I ended up switching back to blogging but not quite giving up on Substack, as I talked about in this post. One of my goals for winter 2025 is to start a more focused Substack newsletter on my next (and likely last) academic research project on the history of AI, Computer Aided Instruction, and early uses of wordpressors in writing pedagogy from the late 70s until the early 90s. Stay tuned for that.
Oh, and the niece I had who was the first of the cousins to get married? Also the first to have a baby in early December– thus the first great-grandchild in the family.

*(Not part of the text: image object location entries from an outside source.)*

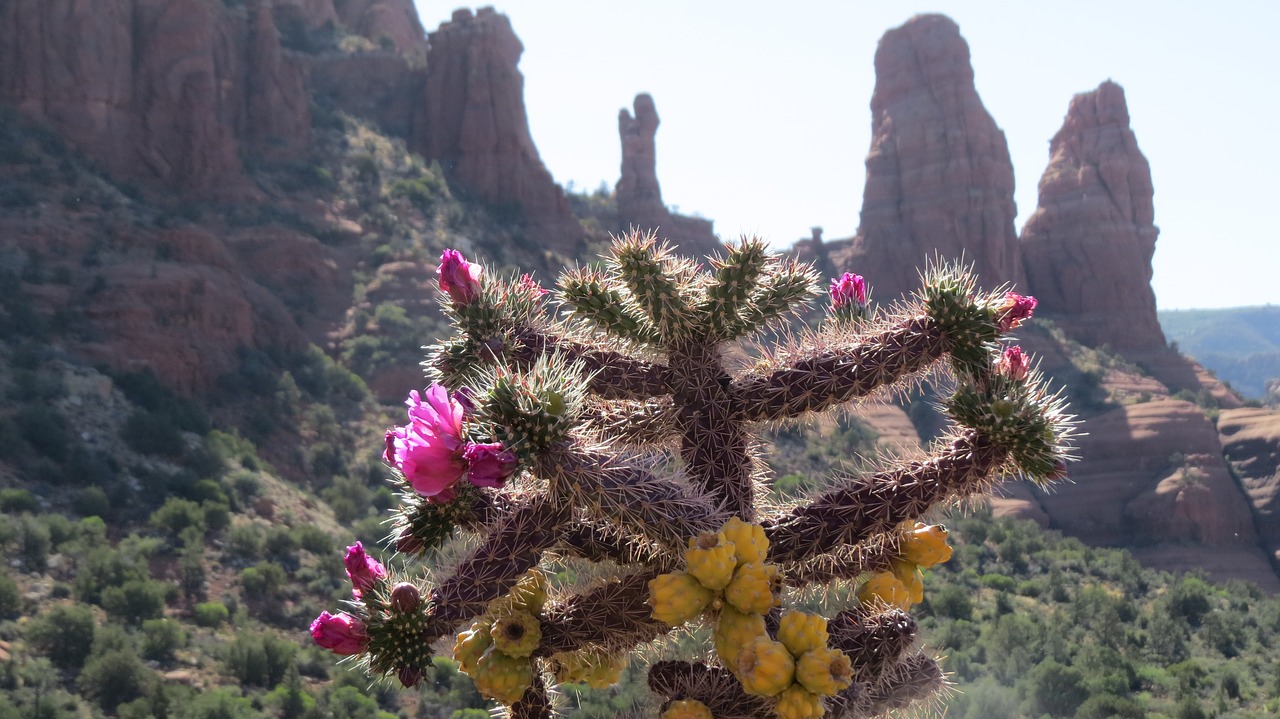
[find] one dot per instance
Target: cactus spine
(632, 443)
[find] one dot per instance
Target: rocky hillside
(1240, 344)
(940, 182)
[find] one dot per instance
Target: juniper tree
(620, 435)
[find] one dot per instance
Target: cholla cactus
(547, 438)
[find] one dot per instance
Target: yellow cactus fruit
(711, 559)
(912, 578)
(749, 541)
(926, 545)
(824, 671)
(471, 645)
(734, 631)
(677, 598)
(766, 667)
(887, 589)
(530, 591)
(798, 703)
(801, 632)
(754, 587)
(503, 678)
(516, 633)
(686, 709)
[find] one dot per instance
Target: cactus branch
(839, 375)
(613, 375)
(513, 546)
(615, 616)
(877, 503)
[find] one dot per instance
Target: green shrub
(260, 660)
(161, 639)
(17, 500)
(135, 600)
(113, 678)
(64, 635)
(210, 614)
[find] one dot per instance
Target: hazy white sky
(766, 117)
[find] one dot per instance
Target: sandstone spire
(1088, 246)
(474, 122)
(638, 192)
(938, 175)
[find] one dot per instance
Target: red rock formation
(155, 90)
(938, 175)
(394, 19)
(1251, 443)
(278, 102)
(638, 192)
(474, 123)
(1088, 246)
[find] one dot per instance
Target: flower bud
(341, 633)
(406, 598)
(364, 571)
(458, 278)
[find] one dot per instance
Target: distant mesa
(638, 193)
(1088, 246)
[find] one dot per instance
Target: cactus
(620, 436)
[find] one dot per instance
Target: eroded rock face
(1088, 246)
(638, 192)
(394, 19)
(1251, 443)
(474, 122)
(155, 90)
(938, 175)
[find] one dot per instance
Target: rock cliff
(158, 90)
(472, 122)
(638, 192)
(938, 175)
(1251, 442)
(1088, 246)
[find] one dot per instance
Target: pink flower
(341, 633)
(489, 465)
(429, 449)
(1014, 363)
(849, 289)
(364, 571)
(458, 278)
(1014, 310)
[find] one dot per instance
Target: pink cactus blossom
(1014, 363)
(849, 289)
(429, 449)
(341, 633)
(1014, 310)
(458, 278)
(364, 571)
(489, 465)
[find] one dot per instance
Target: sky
(766, 118)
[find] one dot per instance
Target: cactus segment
(590, 407)
(588, 294)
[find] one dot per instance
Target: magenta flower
(849, 289)
(489, 465)
(1014, 310)
(341, 633)
(364, 571)
(1014, 363)
(458, 278)
(429, 449)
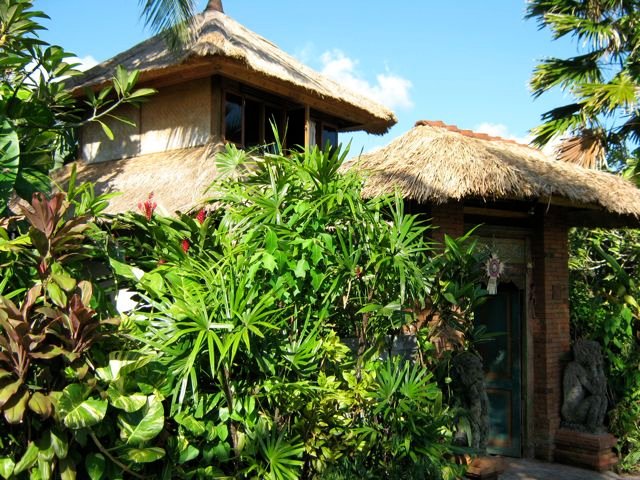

There was much baking (in November too), and some decorating and some foggy pictures of the woods. Will and his girlfriend returned (I think Will has been back here more in the last couple of months than he has been in quite a while) and we took a trip to the Detroit Institute of Art before they left to California to see her family. Will came back here, we made the annual trip to Naples, Florida to see the in-laws, and now here we are.
Like I said, it’s been a lot, and a whole lot of it is bad. I worry about Trump. I miss Bill terribly. He touched a lot of people in his life and so I know I’m not alone on that one.
But I’m also oddly hopeful for what’s to come next. The more we are in the new house, the more it is home. The Zepbound adventure continues (I’m down about 40 pounds from last January), I’m hopeful for Will as he starts a new gig as a post-doc researcher, I’m looking forward to the new term, and I’m looking forward to all that is coming in the new year.